This realization came to me a few weeks ago while I was driving back from work at the boathouse. I’m a coxswain for corporate rowing teams and practice had been a disaster. The boat was offset, the crew was grouchy and whiny, and I was freezing. However, after the first few minutes of the car ride home, consisting mostly of me grumbling and swearing under my breath, “Blinded by the Light” by Manfred Mann’s Earth Band came on the radio. Immediately, a smile took over the horrid mood practice had put me in, and I cranked the volume, belted the words I knew, and air-guitared the hell out of it at every stoplight. While this song isn’t anywhere close to musical genius, what made it brighten my mood so suddenly was the very simple memory I will forever associate with it.

This memory took place when I was a freshman in high school, the time in your life when you want to curl up and disappear into independent adulthood any time your parents open their mouths. My mom was giving a few of my friends and me a ride home and “Blinded by the Light” began to play. My mom started singing along quite loudly, an already humiliating act. Then she proceeded to jump from humiliating to mortifying in 2.5 seconds. After singing the line “Blinded by the light/revved up like a deuce/another runner in the night,” she felt the need to pose the following question to the group of six fourteen-year-olds in the backseat of her van: “Do you guys think they’re saying ‘deuce’ or ‘douche’?” But no matter how red my face was and how destroyed I believed my social life to be at the time, Mom and I have had some great laughs about it since then.

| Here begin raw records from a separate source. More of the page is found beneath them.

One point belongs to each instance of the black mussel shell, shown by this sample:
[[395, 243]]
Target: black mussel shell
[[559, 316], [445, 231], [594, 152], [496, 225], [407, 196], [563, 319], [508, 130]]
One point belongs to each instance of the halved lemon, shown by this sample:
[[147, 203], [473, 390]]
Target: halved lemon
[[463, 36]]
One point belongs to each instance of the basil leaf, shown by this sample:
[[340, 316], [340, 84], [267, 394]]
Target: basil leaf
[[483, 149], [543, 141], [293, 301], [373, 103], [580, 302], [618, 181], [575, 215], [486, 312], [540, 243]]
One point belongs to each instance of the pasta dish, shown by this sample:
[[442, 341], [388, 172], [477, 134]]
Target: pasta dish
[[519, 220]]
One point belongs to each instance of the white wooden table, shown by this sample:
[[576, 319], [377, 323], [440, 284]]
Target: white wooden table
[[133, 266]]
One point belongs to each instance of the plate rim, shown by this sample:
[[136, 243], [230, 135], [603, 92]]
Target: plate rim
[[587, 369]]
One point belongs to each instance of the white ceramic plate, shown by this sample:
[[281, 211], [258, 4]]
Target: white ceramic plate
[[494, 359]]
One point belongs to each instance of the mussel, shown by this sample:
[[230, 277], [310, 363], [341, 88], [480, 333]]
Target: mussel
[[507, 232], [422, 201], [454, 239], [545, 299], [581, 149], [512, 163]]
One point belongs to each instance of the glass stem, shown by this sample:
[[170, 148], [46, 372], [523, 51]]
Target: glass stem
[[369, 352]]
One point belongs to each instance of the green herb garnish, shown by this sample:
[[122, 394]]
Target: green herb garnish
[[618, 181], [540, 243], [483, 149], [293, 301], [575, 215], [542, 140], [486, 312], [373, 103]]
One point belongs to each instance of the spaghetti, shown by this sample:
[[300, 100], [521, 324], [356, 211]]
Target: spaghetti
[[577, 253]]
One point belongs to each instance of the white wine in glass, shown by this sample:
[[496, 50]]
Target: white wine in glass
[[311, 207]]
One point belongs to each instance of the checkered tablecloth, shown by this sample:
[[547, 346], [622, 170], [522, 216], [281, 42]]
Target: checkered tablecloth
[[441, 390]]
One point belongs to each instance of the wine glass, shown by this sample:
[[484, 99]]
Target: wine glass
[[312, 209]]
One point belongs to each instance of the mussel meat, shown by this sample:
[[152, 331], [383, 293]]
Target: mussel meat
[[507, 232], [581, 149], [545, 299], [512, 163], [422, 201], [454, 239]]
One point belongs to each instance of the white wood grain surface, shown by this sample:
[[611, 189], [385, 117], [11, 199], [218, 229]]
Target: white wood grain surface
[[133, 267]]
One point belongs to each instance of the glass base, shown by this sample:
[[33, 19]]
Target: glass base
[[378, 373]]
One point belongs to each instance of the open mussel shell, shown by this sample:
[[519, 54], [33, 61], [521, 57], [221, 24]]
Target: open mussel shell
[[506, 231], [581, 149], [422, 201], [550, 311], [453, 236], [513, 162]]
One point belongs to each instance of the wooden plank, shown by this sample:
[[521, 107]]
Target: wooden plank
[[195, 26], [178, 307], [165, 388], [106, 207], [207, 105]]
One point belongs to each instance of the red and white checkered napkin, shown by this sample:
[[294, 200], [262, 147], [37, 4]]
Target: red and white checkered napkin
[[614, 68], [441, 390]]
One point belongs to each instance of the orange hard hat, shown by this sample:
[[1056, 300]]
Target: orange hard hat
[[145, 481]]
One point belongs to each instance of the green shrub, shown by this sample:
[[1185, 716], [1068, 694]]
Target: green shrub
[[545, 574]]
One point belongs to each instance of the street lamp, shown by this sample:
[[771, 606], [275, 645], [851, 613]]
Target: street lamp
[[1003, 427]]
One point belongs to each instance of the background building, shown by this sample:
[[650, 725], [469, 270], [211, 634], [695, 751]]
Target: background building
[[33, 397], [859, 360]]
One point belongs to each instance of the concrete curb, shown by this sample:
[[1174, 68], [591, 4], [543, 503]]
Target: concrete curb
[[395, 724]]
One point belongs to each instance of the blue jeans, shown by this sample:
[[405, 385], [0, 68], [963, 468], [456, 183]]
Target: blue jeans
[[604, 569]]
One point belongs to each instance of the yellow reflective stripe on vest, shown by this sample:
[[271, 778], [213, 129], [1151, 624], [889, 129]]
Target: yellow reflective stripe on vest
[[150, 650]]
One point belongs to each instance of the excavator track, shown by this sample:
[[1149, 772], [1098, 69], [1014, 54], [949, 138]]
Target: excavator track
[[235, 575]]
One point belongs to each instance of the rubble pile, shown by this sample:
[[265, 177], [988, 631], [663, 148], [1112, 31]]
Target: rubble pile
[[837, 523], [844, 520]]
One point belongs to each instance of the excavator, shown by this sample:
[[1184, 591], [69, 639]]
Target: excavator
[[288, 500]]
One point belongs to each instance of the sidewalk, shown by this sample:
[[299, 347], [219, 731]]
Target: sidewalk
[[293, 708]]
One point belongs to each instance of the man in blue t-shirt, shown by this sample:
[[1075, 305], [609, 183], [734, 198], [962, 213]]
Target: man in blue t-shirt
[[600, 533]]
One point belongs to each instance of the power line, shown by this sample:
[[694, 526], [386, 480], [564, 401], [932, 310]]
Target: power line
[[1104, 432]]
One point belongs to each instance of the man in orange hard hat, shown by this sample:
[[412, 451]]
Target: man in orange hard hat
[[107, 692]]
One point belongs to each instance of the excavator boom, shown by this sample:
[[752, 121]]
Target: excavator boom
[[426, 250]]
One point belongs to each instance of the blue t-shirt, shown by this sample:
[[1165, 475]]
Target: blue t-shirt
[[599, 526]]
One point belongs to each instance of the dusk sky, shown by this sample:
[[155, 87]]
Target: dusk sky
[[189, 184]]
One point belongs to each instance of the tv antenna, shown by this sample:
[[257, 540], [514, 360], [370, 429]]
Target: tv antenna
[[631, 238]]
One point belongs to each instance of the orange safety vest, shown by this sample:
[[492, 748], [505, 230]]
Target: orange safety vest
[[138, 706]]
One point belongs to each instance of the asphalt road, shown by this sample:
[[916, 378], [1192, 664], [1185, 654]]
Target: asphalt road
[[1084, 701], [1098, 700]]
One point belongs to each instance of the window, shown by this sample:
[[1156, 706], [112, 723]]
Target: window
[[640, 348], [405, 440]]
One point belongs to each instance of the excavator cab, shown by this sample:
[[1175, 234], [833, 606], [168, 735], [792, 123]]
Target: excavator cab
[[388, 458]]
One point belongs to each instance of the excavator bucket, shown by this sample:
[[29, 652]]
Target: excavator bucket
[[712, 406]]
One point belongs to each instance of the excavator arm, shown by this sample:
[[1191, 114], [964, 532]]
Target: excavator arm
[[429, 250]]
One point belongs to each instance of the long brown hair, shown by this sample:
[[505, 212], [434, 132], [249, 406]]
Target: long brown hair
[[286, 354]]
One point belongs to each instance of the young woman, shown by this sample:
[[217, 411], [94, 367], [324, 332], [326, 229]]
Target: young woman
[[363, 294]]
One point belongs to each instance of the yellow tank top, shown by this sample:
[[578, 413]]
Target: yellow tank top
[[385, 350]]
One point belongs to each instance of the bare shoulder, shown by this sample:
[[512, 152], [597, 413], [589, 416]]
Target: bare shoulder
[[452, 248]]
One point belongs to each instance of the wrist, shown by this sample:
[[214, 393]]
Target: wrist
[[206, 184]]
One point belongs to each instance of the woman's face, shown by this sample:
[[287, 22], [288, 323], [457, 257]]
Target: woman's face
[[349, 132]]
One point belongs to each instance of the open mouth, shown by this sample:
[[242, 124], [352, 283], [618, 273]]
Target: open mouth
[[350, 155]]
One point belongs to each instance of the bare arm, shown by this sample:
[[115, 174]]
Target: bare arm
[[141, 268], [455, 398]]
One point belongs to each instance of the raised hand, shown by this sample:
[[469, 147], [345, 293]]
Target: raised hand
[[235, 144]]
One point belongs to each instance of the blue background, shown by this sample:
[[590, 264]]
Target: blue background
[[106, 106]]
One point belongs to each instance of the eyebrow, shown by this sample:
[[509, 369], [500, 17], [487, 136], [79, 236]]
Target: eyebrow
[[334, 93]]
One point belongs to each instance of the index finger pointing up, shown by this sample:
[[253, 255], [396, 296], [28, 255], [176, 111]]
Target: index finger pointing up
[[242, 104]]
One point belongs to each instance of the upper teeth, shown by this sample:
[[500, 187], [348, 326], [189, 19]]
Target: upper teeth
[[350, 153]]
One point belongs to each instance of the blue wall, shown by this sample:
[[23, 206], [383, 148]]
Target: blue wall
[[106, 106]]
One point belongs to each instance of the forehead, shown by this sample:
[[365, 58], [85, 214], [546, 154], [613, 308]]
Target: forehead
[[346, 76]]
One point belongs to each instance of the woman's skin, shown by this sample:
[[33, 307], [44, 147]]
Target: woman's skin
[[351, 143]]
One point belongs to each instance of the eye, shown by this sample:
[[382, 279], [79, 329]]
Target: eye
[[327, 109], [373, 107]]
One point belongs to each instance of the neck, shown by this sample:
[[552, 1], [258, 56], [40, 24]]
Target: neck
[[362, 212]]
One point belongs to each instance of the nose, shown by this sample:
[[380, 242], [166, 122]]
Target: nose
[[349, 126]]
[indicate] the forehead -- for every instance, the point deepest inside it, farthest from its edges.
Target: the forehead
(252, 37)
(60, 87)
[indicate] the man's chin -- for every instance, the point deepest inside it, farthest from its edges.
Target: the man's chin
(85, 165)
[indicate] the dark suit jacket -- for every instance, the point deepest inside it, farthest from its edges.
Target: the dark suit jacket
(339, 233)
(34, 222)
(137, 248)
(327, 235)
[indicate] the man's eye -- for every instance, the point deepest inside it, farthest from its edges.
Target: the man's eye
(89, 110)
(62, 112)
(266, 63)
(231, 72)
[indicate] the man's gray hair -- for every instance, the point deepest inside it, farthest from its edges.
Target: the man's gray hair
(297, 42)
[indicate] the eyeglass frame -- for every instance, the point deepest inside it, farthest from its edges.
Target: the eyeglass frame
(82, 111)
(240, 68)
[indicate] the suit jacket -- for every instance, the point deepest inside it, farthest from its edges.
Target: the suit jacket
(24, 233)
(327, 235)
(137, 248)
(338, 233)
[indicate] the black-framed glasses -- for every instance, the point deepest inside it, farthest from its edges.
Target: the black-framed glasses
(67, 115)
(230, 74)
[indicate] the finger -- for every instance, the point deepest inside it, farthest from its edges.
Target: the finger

However pointless and silly that story may seem today, it still makes me smile and with every listen of that song comes that smile. This simple drive home made me realize how important those little memories are. “Shimmy Low” by The Clarks reminds me of my first concert where my aunt loudly requested the song, knowing it was my favorite and that I’d never have the guts to do so myself. The memory of driving around Pittsburgh the night my best friend got her driver’s license will always come to mind whenever a DJ picks “Unwritten” by Natasha Bedingfield.

Whichever radio station you choose gives you the randomness of songs, and with it the randomness of memories. Every three to four minutes contains a new opportunity to have a bad or mediocre mood magically transformed into a contagious smile. While so many things can ruin a day, it only takes something as simple as a car radio to make all the bad seem as though it never happened. This I believe.

Molly Walter now lives in Boston with her boyfriend and two cats. She works as a campus recruiter for a large tech company, and she admits she watches too much television. She and her mother still call each other anytime "Blinded by the Light" comes on the radio.